Pada saat Dr. Martin Luther King Jr. berkhotbah di suatu kebaktian Minggu pagi tahun 1957, ia berbicara kepada masyarakat yang begitu dirasuki oleh rasialisme tentang melawan godaan untuk membalas dendam.
“Apa yang kamu lakukan untuk mengasihi musuhmu?” tanya King pada jemaat Baptis Dexter Avenue di Montgomery, Alabama. “Mulailah dari dirimu sendiri . . . Ketika kamu berkesempatan untuk mengalahkan musuhmu, itulah justru saat yang tepat untuk tidak melakukannya.”
Mengutip perkataan Yesus, King berkata, “Kasihilah musuhmu dan berdoalah bagi mereka yang menganiaya kamu. Karena dengan demikianlah kamu menjadi anak-anak Bapamu yang di sorga, yang menerbitkan matahari bagi orang yang jahat dan orang yang baik dan menurunkan hujan bagi orang yang benar dan orang yang tidak benar” (Mat. 5:44-45).
Ketika kita mengingat orang-orang yang pernah menyakiti kita, baiklah kita juga mengingat bahwa kita pun dahulu adalah musuh Allah (Lihat Rm. 5:10). Namun Allah “dengan perantaraan Kristus telah mendamaikan kita dengan diri-Nya dan . . . mempercayakan pelayanan pendamaian itu kepada kami,” tulis Paulus (2Kor. 5:18). Kini kita memiliki mandat yang mulia. “Ia telah mempercayakan berita pendamaian itu kepada kami” (ay.19). Kita harus mengabarkan berita itu pada dunia.
Tekanan rasial dan politik bukanlah hal baru. Akan tetapi tugas gereja bukanlah untuk memperlebar perpecahan.

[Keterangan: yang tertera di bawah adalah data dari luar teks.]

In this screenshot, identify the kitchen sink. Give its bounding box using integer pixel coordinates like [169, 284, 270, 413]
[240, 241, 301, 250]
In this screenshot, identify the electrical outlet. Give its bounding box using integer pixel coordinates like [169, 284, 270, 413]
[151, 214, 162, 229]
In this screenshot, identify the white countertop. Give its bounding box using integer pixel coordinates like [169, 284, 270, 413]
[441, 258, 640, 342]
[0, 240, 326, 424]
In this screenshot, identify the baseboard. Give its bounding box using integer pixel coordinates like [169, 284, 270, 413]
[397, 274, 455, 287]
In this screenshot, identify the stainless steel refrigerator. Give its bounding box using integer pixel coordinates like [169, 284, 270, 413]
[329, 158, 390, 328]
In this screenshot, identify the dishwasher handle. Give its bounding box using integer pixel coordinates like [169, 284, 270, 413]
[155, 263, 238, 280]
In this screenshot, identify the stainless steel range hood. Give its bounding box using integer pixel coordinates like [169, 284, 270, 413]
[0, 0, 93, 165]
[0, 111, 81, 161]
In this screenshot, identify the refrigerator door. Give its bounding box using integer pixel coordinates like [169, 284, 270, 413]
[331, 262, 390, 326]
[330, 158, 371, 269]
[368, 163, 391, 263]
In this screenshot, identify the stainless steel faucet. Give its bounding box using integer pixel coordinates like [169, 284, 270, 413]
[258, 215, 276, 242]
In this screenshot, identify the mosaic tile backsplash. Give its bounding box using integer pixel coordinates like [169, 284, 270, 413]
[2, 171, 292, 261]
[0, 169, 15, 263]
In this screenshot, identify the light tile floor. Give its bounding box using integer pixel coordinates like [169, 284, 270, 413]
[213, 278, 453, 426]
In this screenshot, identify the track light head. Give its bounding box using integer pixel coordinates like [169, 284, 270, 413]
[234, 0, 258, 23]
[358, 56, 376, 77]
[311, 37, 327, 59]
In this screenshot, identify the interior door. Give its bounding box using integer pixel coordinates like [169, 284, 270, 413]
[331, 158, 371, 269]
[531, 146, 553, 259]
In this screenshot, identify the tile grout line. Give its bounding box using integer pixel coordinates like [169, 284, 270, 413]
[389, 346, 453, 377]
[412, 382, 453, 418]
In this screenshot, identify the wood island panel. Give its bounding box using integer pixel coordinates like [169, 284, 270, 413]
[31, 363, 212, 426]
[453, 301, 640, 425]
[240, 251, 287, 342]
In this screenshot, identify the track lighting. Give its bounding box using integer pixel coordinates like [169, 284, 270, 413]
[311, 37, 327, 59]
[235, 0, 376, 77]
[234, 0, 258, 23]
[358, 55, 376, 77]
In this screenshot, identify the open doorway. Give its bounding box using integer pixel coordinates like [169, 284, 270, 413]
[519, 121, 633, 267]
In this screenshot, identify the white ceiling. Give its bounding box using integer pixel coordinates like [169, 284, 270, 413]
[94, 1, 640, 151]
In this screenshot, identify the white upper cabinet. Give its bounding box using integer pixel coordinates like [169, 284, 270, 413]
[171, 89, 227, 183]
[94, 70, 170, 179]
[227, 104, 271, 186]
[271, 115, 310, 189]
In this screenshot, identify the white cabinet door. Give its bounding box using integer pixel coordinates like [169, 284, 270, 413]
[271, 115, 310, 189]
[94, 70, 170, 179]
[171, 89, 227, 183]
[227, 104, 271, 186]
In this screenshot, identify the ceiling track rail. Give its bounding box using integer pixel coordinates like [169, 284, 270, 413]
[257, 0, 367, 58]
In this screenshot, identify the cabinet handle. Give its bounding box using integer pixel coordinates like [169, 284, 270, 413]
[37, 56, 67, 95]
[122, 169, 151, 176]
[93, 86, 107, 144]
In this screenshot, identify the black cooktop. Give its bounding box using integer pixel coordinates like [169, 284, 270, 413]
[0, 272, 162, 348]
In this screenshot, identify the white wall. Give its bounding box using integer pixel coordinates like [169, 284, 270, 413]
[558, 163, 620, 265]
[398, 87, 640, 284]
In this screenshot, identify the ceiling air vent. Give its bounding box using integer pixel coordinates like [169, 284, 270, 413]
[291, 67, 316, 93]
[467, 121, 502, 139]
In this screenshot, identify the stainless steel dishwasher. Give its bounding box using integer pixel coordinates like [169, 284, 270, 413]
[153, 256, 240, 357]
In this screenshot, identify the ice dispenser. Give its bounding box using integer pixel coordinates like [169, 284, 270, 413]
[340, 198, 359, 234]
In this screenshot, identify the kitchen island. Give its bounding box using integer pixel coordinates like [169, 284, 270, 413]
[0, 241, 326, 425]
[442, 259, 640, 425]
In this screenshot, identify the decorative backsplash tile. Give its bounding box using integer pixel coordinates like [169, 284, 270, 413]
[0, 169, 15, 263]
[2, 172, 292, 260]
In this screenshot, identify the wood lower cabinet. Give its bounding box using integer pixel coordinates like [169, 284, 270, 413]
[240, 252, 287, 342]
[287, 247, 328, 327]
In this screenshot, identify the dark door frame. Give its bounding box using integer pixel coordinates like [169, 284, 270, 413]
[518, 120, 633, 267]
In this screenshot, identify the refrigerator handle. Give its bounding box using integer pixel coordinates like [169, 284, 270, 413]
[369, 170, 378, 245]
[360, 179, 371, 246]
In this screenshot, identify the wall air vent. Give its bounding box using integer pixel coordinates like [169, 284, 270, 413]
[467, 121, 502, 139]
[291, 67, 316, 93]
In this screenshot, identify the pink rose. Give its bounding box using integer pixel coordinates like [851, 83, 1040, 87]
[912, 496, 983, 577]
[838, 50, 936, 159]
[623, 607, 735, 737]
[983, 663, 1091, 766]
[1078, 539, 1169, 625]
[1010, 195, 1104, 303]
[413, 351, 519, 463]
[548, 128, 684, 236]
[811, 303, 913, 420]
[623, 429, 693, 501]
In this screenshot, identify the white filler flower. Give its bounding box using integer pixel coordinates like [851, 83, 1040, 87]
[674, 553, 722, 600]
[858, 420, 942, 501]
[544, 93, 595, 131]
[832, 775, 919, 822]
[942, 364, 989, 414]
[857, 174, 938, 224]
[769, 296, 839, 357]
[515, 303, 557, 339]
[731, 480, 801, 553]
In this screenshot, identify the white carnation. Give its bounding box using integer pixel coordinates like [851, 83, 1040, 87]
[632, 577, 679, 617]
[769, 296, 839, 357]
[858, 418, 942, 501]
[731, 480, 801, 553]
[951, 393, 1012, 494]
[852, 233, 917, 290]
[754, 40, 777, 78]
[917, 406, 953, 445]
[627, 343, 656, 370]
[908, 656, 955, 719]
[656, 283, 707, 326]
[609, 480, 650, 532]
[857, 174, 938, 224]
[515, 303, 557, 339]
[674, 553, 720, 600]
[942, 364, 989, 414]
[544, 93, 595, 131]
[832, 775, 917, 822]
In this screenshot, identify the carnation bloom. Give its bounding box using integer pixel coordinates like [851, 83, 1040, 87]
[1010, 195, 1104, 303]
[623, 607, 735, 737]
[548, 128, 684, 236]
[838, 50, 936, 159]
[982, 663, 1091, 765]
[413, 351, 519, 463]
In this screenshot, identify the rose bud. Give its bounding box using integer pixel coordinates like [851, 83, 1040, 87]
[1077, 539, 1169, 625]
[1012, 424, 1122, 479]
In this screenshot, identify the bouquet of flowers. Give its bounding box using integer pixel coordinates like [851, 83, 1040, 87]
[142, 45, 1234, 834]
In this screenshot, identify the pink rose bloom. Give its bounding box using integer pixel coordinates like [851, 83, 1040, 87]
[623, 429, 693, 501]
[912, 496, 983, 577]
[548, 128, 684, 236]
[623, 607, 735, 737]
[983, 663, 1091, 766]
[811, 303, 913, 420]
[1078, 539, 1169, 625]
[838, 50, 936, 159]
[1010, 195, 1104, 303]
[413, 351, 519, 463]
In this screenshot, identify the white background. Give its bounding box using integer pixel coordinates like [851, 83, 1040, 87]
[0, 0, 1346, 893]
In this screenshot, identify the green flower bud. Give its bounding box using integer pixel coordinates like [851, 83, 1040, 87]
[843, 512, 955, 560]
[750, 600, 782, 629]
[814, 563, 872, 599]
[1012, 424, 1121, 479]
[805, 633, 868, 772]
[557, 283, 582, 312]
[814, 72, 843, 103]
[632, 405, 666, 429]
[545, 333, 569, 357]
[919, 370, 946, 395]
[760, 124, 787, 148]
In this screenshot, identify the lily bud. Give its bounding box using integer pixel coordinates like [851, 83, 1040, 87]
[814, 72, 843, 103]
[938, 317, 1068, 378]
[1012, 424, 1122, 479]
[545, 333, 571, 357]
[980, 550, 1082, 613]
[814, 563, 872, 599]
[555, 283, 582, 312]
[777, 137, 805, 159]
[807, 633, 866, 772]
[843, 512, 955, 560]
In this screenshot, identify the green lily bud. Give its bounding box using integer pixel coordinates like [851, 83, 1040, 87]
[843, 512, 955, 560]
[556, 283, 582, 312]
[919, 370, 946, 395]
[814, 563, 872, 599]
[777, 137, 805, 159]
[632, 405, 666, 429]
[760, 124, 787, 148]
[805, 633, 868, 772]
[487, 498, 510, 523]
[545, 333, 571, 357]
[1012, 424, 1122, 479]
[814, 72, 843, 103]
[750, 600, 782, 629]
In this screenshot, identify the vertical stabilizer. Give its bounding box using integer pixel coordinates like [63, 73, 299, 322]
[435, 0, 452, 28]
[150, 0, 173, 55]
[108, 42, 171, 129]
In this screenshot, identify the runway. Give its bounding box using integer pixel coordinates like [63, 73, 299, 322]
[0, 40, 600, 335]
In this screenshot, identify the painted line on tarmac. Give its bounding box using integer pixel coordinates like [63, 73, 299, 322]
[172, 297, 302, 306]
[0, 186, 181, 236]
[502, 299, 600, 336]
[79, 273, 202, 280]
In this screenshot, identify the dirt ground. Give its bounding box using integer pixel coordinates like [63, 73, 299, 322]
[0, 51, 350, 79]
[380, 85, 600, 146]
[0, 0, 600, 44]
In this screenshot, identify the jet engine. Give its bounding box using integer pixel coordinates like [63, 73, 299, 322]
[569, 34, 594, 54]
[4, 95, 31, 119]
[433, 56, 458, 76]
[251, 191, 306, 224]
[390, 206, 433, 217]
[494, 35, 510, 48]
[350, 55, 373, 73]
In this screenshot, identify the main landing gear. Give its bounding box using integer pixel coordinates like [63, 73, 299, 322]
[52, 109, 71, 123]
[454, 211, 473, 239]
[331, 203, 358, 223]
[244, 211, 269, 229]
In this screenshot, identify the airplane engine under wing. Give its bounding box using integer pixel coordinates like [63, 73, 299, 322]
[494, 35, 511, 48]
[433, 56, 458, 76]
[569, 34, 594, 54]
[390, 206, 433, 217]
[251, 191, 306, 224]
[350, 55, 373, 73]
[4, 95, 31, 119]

Kita tidak boleh menyerang mereka yang tidak sama dengan kita, yang memiliki pendapat berbeda, atau bahkan yang berusaha menghancurkan kita. Kita dipercaya untuk melakukan “pelayanan pendamaian” dengan meneladani hati Yesus yang rela menjadi hamba dan melayani sesama. —Tim Gustafson
Di dalam Kristus tiada timur atau barat, di
dalam-Nya tiada selatan atau utara, melainkan satu persekutuan kasih di
seluruh muka bumi. —John Oxenham
Kebencian menghancurkan yang membenci sekaligus yang dibenci. —Martin Luther King Jr.